The “Triplets” of Aikman, Emmitt, and Irvin fueled one of the most successful, most evil NFL dynasties of all time, topping even the Patriots in density of per capita cruelty, albeit not matching their longevity. This terrible trio reached its pinnacle of repugnancy when beating the great Pittsburgh Steelers in the ‘95 Season Super Bowl that saw all-time great Rod Woodson go down in Week 1 with a torn ACL with the Steelers making an unprecedented move to leave a roster spot open for him so he could come back for the Super Bowl as a nickel corner; had he been more than just a shell of himself, we may have defeated the Cowboys and made the world a better place sooner.
The only way to defeat such evil Triplets is with stronger good Triplets (citation: Newtonion Law), of which the Three Sister Bridges in Pittsburgh are. Their stability, sturdiness, steadiness, and studness helped bridge the Steelers to two more Lombardi Trophies since that unfortunate aforementioned Super Bowl loss, while Dallas, with no such Great Bridges, has rightly suffered from a long Super Bowl drought, not even appearing in one since, a Super Bowl desiccation natural in a Great Bridgeless desert lacking the necessary moisture Great Bridges normally need to bridge themselves over.
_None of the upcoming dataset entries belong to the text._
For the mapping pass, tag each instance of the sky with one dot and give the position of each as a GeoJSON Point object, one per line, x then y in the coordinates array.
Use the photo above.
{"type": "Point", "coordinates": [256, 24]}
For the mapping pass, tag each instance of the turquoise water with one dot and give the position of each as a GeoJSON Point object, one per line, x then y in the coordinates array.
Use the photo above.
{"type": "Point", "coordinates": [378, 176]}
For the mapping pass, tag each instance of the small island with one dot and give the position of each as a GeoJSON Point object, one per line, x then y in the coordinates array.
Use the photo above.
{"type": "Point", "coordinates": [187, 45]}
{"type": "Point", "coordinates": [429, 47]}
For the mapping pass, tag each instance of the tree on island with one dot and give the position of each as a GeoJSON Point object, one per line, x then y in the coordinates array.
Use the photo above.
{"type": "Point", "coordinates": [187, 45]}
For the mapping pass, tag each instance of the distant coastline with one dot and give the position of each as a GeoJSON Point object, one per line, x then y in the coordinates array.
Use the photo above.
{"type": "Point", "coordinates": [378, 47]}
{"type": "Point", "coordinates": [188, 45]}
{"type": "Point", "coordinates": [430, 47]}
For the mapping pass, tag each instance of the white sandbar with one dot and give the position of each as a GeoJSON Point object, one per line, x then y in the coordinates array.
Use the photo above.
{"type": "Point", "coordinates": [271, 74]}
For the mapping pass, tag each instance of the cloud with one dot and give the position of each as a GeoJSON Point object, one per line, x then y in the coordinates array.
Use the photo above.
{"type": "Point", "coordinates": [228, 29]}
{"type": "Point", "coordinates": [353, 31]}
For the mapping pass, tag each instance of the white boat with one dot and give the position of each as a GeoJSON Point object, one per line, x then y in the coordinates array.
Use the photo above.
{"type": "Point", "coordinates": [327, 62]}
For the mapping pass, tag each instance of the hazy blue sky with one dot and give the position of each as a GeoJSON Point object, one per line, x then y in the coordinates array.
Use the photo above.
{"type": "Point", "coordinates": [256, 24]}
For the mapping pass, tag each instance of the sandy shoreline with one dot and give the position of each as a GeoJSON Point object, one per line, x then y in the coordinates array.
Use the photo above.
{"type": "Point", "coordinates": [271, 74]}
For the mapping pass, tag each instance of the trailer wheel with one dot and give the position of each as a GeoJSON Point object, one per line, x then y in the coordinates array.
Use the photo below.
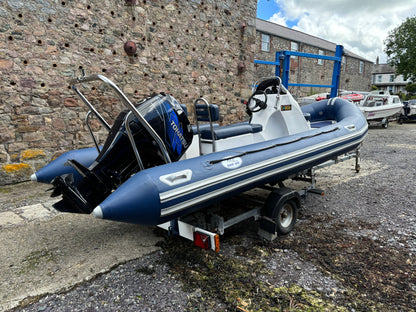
{"type": "Point", "coordinates": [286, 218]}
{"type": "Point", "coordinates": [284, 210]}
Discussing the Three Sisters so much in carving out the Andy Warhol Bridge’s place on the prestigious Mount Rushmores of Pittsburgh Bridges is appropriate not only because it completes the Three Sisters’ place on these Mount Rushmores, but also because the Three Sisters Marker is closest to the Andy Warhol Bridge of the three Great Sibling Bridges.
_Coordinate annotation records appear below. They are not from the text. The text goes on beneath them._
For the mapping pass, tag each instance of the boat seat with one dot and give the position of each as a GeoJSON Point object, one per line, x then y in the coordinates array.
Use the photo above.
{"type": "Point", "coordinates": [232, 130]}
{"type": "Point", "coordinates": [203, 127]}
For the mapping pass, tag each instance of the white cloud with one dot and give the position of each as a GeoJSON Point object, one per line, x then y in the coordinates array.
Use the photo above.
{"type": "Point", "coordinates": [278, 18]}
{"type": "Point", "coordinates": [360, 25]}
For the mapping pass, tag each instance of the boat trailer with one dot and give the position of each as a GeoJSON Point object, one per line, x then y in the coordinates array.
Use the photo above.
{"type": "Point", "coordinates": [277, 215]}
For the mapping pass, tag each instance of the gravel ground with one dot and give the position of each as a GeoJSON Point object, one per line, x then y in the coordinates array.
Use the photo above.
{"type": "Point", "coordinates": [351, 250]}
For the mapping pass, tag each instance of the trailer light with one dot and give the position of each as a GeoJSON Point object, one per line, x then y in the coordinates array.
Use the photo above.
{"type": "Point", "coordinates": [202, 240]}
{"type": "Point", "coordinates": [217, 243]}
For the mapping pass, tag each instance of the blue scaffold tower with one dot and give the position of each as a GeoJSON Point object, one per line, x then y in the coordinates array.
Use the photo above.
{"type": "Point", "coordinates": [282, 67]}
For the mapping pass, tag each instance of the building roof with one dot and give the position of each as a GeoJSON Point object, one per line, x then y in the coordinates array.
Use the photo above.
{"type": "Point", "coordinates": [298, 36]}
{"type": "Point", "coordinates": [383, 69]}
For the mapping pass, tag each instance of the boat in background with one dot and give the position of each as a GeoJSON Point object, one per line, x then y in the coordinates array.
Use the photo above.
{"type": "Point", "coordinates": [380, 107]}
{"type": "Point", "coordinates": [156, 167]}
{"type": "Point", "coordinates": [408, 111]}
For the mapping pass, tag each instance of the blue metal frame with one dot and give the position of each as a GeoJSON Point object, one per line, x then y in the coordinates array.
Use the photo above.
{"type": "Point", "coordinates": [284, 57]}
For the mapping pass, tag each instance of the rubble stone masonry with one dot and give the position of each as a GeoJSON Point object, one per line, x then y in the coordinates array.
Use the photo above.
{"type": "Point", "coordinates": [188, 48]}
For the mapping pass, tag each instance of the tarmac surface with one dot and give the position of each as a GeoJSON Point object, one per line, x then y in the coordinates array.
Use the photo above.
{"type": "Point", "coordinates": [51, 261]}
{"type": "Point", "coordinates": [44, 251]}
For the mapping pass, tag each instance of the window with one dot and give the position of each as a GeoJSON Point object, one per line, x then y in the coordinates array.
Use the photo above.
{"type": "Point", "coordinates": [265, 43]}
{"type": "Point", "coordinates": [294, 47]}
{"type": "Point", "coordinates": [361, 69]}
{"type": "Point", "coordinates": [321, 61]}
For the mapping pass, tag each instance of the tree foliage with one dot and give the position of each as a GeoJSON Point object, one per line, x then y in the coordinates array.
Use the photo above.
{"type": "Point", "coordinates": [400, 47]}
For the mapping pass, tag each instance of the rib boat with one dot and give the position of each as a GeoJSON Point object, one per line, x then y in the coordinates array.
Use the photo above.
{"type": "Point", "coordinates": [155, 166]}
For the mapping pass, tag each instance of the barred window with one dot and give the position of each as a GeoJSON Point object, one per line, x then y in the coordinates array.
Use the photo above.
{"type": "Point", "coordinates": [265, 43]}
Yes, Hollywood and the Other Internet may boast closer relations to IMDb, but Pittsburgh and the more sweetly intellectual internet are much closer to history, markers thereof, and thus hmdb.
Each of these self-anchoring Sibling Bridges are able on their own to stand tall, all at least three (note yet another use of the magical “three”) feet above 75 feet tall; but they stand even taller (almost a combined 250 in height) and are able to accomplish even more together. #SiblingRivalry:No;SiblingComraderie:Yes
And that–-building three nearly identical self-anchored suspension bridges–-is how you tell a better story about Three Sisters than Charmed.
That is why it is important for siblings to stick together.